Tablecity_test shows the performance improvements on the test splits of the Cityscapes and PASCAL VOC 2012 datasets obtained by contrastive pretraining in the fully-supervised setting. Similar to the results on validation splits, label-based contrastive pretraining leads to significant performance improvements on test splits.

Contrastive pretraining Cityscapes
(2975 images) (596 images)
xmark 76.3 64.6
cmark (1.8 \uparrow ) 78.1 (3.4 \uparrow ) 68.0
PASCAL VOC 2012
(10528 images) (2118 images)
xmark 67.1 39.4
cmark (7.8 \uparrow ) 74.9 (21.8 \uparrow ) 61.2

### 在测试拆分上的性能

TableCity_Test 显示了通过在完全监督环境中对比预借预先绘制而获得的城市景观和 Pascal VOC 2012 年测试分割的性能改进。
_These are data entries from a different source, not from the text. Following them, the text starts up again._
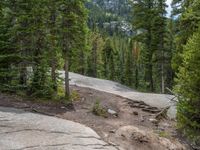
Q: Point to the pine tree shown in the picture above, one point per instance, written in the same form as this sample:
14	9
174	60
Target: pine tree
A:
9	56
187	23
188	82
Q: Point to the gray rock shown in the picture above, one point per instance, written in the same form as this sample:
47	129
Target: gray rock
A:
112	112
24	130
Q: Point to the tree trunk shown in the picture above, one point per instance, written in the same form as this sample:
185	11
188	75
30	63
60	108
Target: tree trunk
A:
67	92
53	73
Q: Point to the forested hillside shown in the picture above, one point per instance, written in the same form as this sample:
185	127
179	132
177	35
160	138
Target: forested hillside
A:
131	42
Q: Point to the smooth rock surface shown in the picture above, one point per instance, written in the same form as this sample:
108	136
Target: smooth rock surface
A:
20	130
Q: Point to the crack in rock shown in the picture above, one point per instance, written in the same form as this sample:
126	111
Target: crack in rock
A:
39	130
87	137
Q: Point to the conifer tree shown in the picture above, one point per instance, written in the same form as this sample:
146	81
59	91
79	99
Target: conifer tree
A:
187	87
73	29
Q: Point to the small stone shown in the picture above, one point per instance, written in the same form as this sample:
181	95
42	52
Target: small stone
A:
135	113
112	112
154	121
112	131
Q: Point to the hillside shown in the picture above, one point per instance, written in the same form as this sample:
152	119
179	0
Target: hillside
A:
110	15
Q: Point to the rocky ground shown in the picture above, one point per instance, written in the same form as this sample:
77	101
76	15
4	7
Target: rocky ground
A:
126	124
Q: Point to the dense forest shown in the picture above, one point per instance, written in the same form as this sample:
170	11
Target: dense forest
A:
131	42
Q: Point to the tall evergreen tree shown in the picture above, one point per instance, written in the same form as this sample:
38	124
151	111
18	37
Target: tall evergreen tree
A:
73	29
187	87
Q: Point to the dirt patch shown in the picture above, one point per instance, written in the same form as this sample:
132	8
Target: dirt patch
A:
129	113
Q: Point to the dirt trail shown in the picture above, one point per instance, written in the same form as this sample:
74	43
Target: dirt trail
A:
132	128
152	99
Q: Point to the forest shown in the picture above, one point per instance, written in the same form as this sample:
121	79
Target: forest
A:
132	42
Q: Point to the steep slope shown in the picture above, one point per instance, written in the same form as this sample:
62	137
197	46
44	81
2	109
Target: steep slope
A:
110	15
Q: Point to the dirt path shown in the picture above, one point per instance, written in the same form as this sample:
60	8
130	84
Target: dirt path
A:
132	128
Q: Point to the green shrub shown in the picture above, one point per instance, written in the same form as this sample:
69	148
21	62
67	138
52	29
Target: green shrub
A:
99	110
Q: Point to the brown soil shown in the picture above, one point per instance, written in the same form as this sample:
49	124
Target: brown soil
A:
129	113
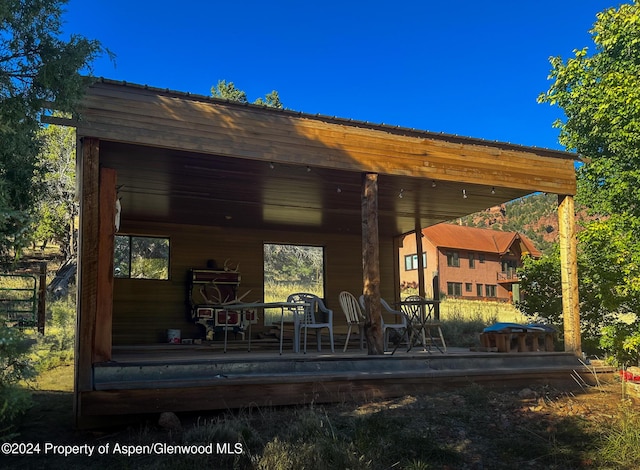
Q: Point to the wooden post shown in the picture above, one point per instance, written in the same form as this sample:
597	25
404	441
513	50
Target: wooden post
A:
569	275
88	176
106	234
371	264
422	292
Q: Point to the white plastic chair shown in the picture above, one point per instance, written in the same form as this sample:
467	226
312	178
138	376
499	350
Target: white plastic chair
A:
307	316
354	316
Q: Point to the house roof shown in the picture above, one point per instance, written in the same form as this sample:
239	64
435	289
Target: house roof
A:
477	239
196	160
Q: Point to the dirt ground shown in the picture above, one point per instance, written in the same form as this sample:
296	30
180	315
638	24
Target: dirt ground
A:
488	429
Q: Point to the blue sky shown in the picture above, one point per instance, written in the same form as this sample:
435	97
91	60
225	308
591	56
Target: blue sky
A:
460	67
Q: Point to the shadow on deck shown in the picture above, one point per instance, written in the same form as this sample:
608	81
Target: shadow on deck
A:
178	378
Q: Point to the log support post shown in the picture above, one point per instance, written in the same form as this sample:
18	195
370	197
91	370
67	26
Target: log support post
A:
569	274
422	292
371	264
95	267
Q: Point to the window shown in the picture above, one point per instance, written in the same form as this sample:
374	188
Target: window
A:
490	290
289	269
454	288
411	262
141	257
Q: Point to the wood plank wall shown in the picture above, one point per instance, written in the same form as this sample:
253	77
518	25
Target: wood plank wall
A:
144	309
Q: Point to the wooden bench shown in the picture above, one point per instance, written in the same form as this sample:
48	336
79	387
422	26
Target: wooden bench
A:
518	340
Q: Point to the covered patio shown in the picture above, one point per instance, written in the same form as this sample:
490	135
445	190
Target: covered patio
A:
219	179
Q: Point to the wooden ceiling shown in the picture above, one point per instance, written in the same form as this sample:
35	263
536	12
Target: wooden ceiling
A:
182	187
195	160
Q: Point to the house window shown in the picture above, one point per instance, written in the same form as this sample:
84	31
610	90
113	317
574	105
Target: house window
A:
490	290
411	262
453	259
141	257
454	288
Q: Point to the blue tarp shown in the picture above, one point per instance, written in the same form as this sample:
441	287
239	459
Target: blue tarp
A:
516	327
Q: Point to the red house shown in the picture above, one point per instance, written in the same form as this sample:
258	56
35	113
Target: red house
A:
472	263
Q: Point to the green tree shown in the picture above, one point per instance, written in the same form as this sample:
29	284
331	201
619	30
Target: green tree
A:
228	91
57	208
38	70
600	96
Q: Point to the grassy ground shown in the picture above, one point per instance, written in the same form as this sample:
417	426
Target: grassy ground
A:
467	428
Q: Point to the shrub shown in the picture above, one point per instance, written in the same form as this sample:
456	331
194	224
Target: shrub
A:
56	347
15	367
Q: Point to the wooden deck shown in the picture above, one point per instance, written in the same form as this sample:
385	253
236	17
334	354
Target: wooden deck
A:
178	378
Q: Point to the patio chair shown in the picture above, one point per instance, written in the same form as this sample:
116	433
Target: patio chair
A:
354	316
316	316
399	327
419	311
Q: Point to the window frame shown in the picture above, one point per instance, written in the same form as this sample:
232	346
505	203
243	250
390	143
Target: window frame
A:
491	290
454	289
413	261
130	257
453	259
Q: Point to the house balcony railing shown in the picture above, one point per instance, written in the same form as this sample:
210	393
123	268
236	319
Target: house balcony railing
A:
510	276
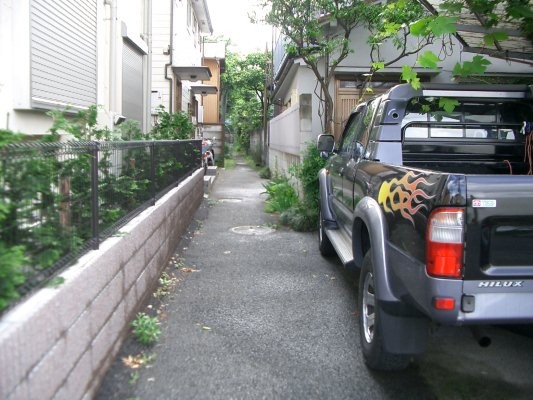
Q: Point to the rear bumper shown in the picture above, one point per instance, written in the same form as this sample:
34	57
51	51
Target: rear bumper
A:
495	302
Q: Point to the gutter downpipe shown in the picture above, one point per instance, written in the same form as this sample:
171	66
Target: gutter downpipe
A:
170	51
112	55
147	70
与验证分裂的结果类似，基于标签的对比普雷威预测导致对测试分裂的显着性能改进。

## Conclusions and future work

Deep CNN-based semantic segmentation models trained with cross-entropy loss easily overfit to small amounts of training data, and hence perform poorly when trained with limited labeled data. To address this issue, we proposed a simple and effective contrastive learning-based training strategy in which we first pretrain the feature extractor of the model using a pixel-wise label-based contrastive loss and then fine-tune the entire network including the softmax classifier using the cross-entropy loss. This training approach increases both intra-class compactness and inter-class separability, thereby enabling a better pixel classifier. We performed experiments on two widely-used semantic segmentation datasets, namely, PASCAL VOC 2012 and Cityscapes, in both fully-supervised and semi-supervised settings. In both settings, we achieved large performance gains on both datasets by using contrastive pretraining, especially when the amount of labeled data is limited. In this work, we used a simple pseudo labeling-based approach to leverage unlabeled images in the semi-supervised setting. We thank Yukun Zhu and Liang-Chieh Chen from Google for their support with the DeepLab codebase.